Megaproyek zaman mantan presiden Susilo Bambang Yudhoyono (SBY) itu mangkrak setelah Badan Pemeriksa Keuangan (BPK) menemukan penyimpangan dan penyalahgunaan kewenangan oleh mantan menteri pemuda dan olah raga (menpora) Andi Mallarangeng.
Berdasarkan hitungan BPK, total kerugian negara dari proyek Hambalang mencapai Rp706 miliar yang didapat dari hasil audit investigasi pada 2012 hingga 2013.
Senada, Pengamat Kebijakan Publik Universitas Trisakti Trubus Rahadiansyah berpendapat target pembangunan ibu kota baru terlalu agresif. Masalahnya, tak mudah menarik minat investor menanamkan dana di ibu kota baru.
Kebijakan pemerintah yang suka berubah membuat investor ragu. Terlebih, belum ada jaminan bahwa proyek ibu kota baru akan tetap berlangsung setelah Jokowi lengser pada 2024 mendatang.
"Pemerintahan yang baru bisa saja menganulir UU IKN, direvisi lagi. Tergantung partai politik penguasa," ucap Trubus.
Mau tak mau, kata Trubus, pemerintah harus tukar guling alias memberikan jaminan politik demi menggaet investor di proyek ibu kota baru.
"Bahasanya tukar guling, nanti ada kompensasi dari pemerintah. Misalnya pengusaha mau berinvestasi lalu pengusaha dijanjiin sesuatu, ada unsur politik," terang Trubus.
Ia menilai ada risiko dari jaminan politik yang diberikan pemerintah kepada pengusaha. Namun, risikonya terbilang lebih rendah ketimbang pemerintah harus menambah utang.
"Tapi tetap saja mengundang investasi sekarang tidak mudah karena masih pandemi. Ada urusan domestik di negara masing-masing," ujar Trubus.
Oleh karena itu, ia menyarankan pemerintah harus menjaga iklim investasi dengan cara memberikan kepastian hukum kepada mereka yang berminat berinvestasi di RI. Jangan sampai ada kebijakan yang berubah terus dalam waktu cepat.
"Iklim investasi terpengaruh dengan kepastian hukum, harus konsisten. Indonesia ini selalu inkonsistensi," jelas Trubus.
Di sisi lain, Direktur Center of Economic and Law Studies (Celios) Bhima Yudhistira mengatakan memberikan jaminan politik kepada pengusaha demi berinvestasi di ibu kota bukan jalan keluar yang baik. Sebab, tak banyak investor yang akan terlibat pasca pemilihan umum (pemilu) 2024 mendatang.
"Susah ini, lebih baik main regulasi, perencanaan matang, kemudian imbal hasil berapa, lebih pasti," tutur Bhima.
Meski begitu, regulasi di Indonesia seringkali bisa dipermainkan. UU IKN, kata Bhima, tak cukup kuat menjamin bahwa proyek itu akan berjalan sesuai rencana.

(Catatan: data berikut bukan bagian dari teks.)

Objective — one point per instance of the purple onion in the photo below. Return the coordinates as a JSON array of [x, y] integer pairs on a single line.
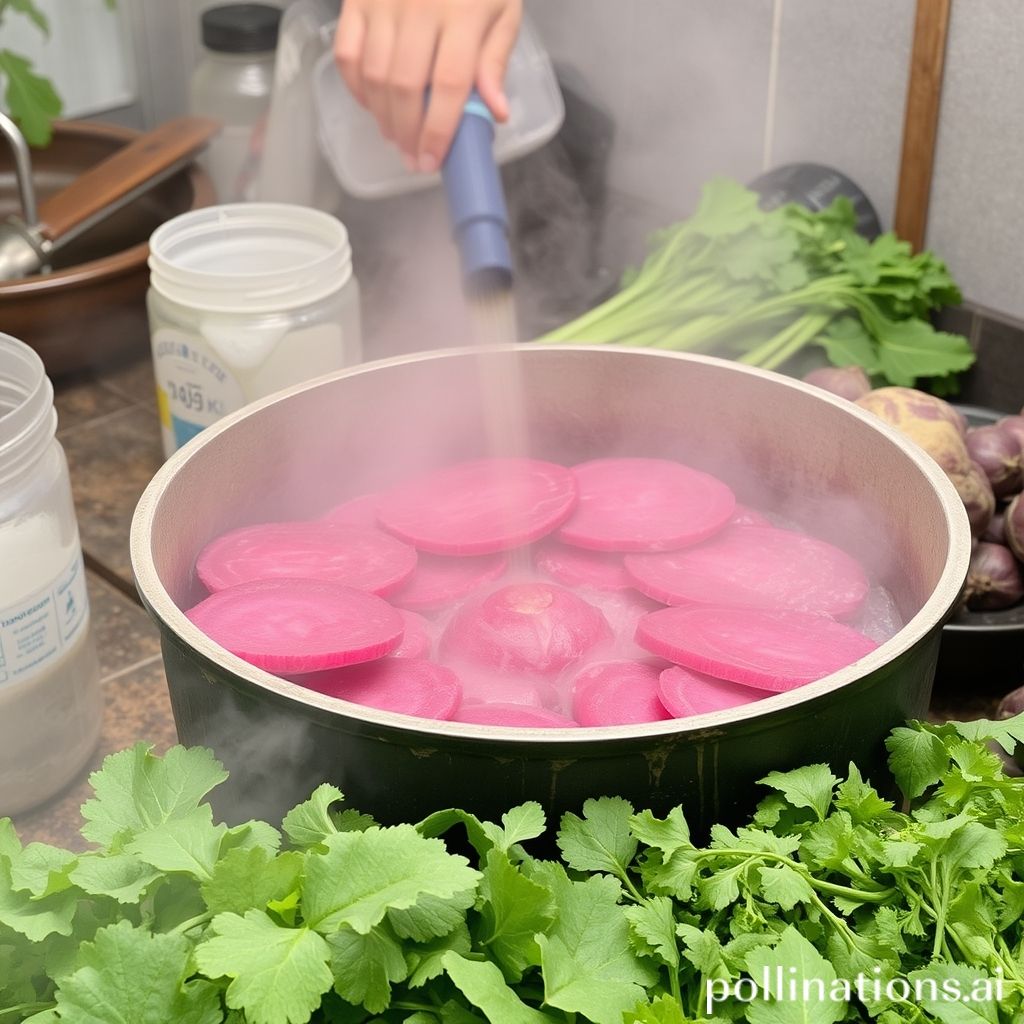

"Bisa saja pemerintah setelah 2024 menganulir aturan UU IKN karena keuangan tidak memungkinkan, utang tidak mungkin, investasi tidak masuk-masuk," jelas Bhima.
Lagi pula, tambah Bhima, potensi cuan yang diraup pengusaha juga tak besar di ibu kota baru. Hal ini karena mayoritas yang tinggal di ibu kota baru adalah aparatur sipil negara (ASN).
"Meski jumlah ASN banyak, tapi belum mampu mendatangkan keuntungan signifikan. Beda cerita dengan kawasan industri yang butuh hunian untuk pekerja dan menumbuhkan sumber ekonomi baru," ucap Bhima.
Oleh karena itu, ia memandang pemindahan ibu kota tak bisa dilakukan dengan cepat. Butuh uji kelayakan minimal 10 tahun sebelum memulai proyek konstruksi.
"Karena harus dilihat bukan hanya mampu membangunnya, tapi juga masalah dampak lingkungan dan konsekuensi terhadap pembiayaan negara," tutur Bhima.
Jika uji kelayakan sudah selesai, pemerintah baru dapat menilai apakah pemindahan ibu kota layak untuk dilakukan. Tak seperti sekarang yang terkesan terburu-buru.